VREPLACE Instruction

VREPLACE( options ) oldseries BY newseries transform number

# number of lags in filter (used only with TRANS=FILTER)

# number of filter coefficients

Makes a variable replacement in an EQUATION. MODIFY is needed before VREPLACE to initiate the modification. You can also use VREPLACE to renormalize an equation so it has a different dependent variable. Use VADD to add a new variable.

Parameters

oldseries	The variable in the original equation that you want to replace.
newseries	The variable replacing oldseries
transform	The type of transformation done originally to newseries to create oldseries. See the choices below. By default, VREPLACE does a straight replacement of oldseries by newseries.
number	This depends upon the choice for transform as shown below.

Choices for transform

The left column is the choice. These can be abbreviated to three or more characters. The right column is the description.

difference	With number as the number of differences
sdiff	With number as the number of seasonal differences.
filter	With the supplementary cards from FILTER repeated.
equation	Filter with number as the identifier for the EQUATION form used.
prewhitened	Residuals from an ARMA model with number as the identifier for the estimated EQUATION.
lag	With number equal to the lag.
swap	Renormalizes the equation so newseries is the new dependent variable, replacing oldseries. The zero lag of newseries should be present in the equation.

Options

PRINT/[NOPRINT]

If PRINT, display modified equation.

Supplementary Cards

For a transform of FILTER, include the same supplementary cards which you used on the FILTER instruction.

Examples

set dr = fygn3-fygn3{1}

boxjenk(ar=8,ma=4,constant,define=a84) dr

modify a84 a814

vreplace dr with fygn3 diff 1

uforecast(equation=a814) fore06l 1995:10 1996:3

This estimates an ARIMA model on first differences, then uses MODIFY and VREPLACE to substitute out the differences for the original series. Note that unless you also want the equation done in differences, it would be better to just add the DIFFS=1 option to BOXJENK and use FYGN3 as the dependent variable. The results will be identical, but the latter would be clearer.

instruments constant dshift1 dshift2 sshift1 sshift2 sshift3

linreg(inst,frml=demandeq) price

# constant quantity dshift1 dshift2

linreg(inst,define=supplyee) price

# constant quantity sshift1 sshift2 sshift3

modify supplyee

vreplace price by quantity swap

frml(equation=supplyee) supplyeq

group market demandeq>>f_price supplyeq>>f_quant

estimates a supply-demand system by two-stage least squares, with PRICE as the left hand side variable in both equations. The MODIFY and VREPLACE instructions replace PRICE with QUANTITY on the left side of the supply equation, and the FRML converts the equation into a formula. The GROUP instruction groups the two formulas into a system which will determine both PRICE and QUANTITY.
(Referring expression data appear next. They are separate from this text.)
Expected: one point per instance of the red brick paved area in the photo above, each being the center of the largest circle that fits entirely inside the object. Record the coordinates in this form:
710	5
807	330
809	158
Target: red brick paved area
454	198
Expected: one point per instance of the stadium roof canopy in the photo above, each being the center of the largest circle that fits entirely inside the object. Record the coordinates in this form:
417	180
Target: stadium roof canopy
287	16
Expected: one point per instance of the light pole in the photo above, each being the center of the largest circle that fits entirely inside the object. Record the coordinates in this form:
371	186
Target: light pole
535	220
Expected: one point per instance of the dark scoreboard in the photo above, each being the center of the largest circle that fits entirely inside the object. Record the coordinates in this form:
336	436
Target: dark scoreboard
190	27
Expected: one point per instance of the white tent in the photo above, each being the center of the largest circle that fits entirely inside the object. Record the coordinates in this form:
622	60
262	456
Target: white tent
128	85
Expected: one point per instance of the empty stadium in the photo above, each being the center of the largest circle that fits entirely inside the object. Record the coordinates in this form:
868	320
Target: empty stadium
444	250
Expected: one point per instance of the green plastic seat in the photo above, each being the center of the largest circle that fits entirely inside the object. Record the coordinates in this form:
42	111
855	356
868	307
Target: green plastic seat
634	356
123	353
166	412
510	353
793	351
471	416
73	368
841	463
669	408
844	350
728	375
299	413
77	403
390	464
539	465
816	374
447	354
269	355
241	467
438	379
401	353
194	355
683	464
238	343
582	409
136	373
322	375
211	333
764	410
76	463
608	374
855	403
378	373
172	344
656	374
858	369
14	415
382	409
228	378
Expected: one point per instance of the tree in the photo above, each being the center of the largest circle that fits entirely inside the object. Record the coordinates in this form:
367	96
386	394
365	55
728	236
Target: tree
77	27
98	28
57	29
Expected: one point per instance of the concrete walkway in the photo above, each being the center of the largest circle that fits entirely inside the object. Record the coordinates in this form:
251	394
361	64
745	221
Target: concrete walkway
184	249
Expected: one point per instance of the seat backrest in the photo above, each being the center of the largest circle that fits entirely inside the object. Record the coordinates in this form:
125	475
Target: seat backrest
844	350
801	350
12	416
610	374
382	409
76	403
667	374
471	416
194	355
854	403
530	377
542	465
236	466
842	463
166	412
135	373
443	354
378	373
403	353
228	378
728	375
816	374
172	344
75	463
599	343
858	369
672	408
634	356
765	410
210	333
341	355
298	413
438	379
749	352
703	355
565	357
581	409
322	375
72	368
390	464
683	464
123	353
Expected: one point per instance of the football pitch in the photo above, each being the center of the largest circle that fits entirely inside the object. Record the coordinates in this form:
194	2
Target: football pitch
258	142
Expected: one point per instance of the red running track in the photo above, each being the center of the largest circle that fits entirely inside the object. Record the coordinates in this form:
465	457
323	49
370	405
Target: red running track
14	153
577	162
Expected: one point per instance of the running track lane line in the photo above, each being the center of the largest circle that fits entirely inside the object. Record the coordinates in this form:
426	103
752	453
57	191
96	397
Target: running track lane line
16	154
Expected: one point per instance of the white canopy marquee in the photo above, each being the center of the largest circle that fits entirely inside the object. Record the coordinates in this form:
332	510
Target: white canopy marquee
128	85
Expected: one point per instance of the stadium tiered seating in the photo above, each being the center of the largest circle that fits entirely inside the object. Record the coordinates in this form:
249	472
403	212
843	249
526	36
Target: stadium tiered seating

boxjenk(ar=1,ma=1,define=yprewh) y / yres

boxjenk(ar=2,ma=0,define=xprewh) x / xres

boxjenk(ma=1,inputs=1,define=trfunc) yres

# xres 0 1 0

modify trfunc

vreplace yres by y prewhitened yprewh

vreplace xres by x prewhitened xprewh

computes a transfer function model of Y on X. This first prewhitens Y and X by ARMA(1,1) and ARMA(2,0) models, respectively.